Southeast Wisconsin Plains
The ecoregion contains 844 lakes covering 560,529 acres of water. Fishing lakes here range from large, shallow impoundments to deep, glacial lakes. There is a concentration of older, nutrient-rich lakes that support substantial amounts of aquatic vegetation and an abundance of fish. With plenty of vegetation, these fishing lakes naturally support large numbers of panfish, perch, largemouth bass, catfish, carp, bullhead, and northern pike. Walleye are stocked in many lakes.
The region includes Wisconsin’s largest fishing lake – Lake Winnebago at 137,708 acres. The Lake Winnebago System is recognized as one of the nation’s most productive walleye waters. The lake also offers other fish species including perch, whitebass and sauger fishing as well as a unique sturgeon fishery.

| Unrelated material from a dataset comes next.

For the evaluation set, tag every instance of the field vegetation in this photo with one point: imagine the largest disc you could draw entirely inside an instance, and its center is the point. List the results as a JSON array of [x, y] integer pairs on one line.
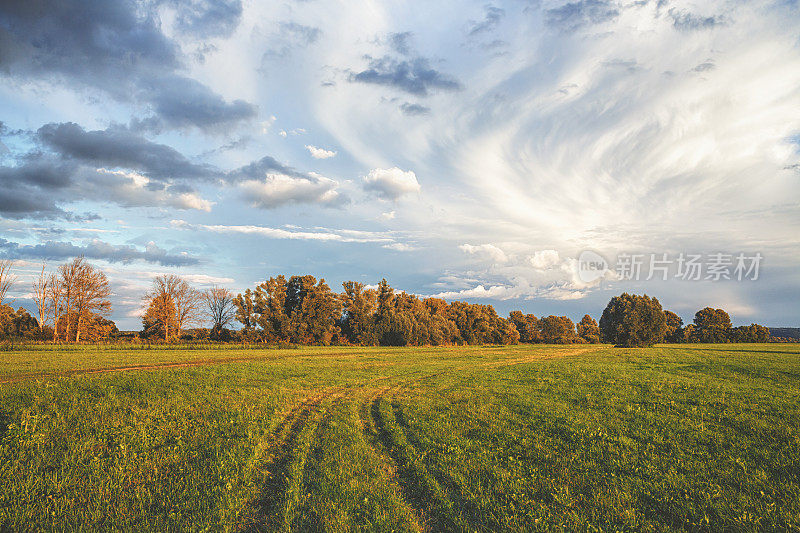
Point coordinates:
[[469, 438]]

The Southwestern Driftless Area
The southwestern corner of Wisconsin includes that portion of the state not bulldozed by glacial ice 12,000 years ago. It is an area of steep ridges and valleys with outstanding coldwater trout streams on nearly every valley floor. The ecoregion contains 345 lakes covering 36,005 acres of water. Many of the great fishing lakes are impoundments created by the damming of freshwater rivers and streams. The impoundments of the Driftless Area offer good bluegill, crappie and largemouth bass fishing. A few also offer stocked muskellunge and walleye.
Great Lakes Fisheries
Wisconsin’s Great Lakes waters are some of the most productive in the world with tremendous potential for trophy fish. Species of fish include 10-20 pound Rainbow and Brown trout as well as 20-30 pound Lake trout are common, as are limit catches of Coho salmon. Consequently, Wisconsin is the home of a vibrant sport fishing industry. Seventeen port cities on Lake Michigan and anothe r seven on Lake Superior harbor 240+ charter fishing operations. You’ll find experienced captains and fully-equipped boats ready to take you on the blue-water fishing adventure of a lifetime. Wisconsin’s Great Lakes fishery is sustained by the annual stocking of more than 4.5 million salmon and trout.
Stream Management Program
Wisconsin has more than 9,000 miles of coldwater trout streams. We lead the nation in miles of high quality trout streams – those with naturally self-sustaining trout populations – with 3,500 miles of Class I trout streams. That mileage reflects the state’s approach to building and protecting healthy, self-sustaining trout communities by improving habitat and using wild trout as brood stock.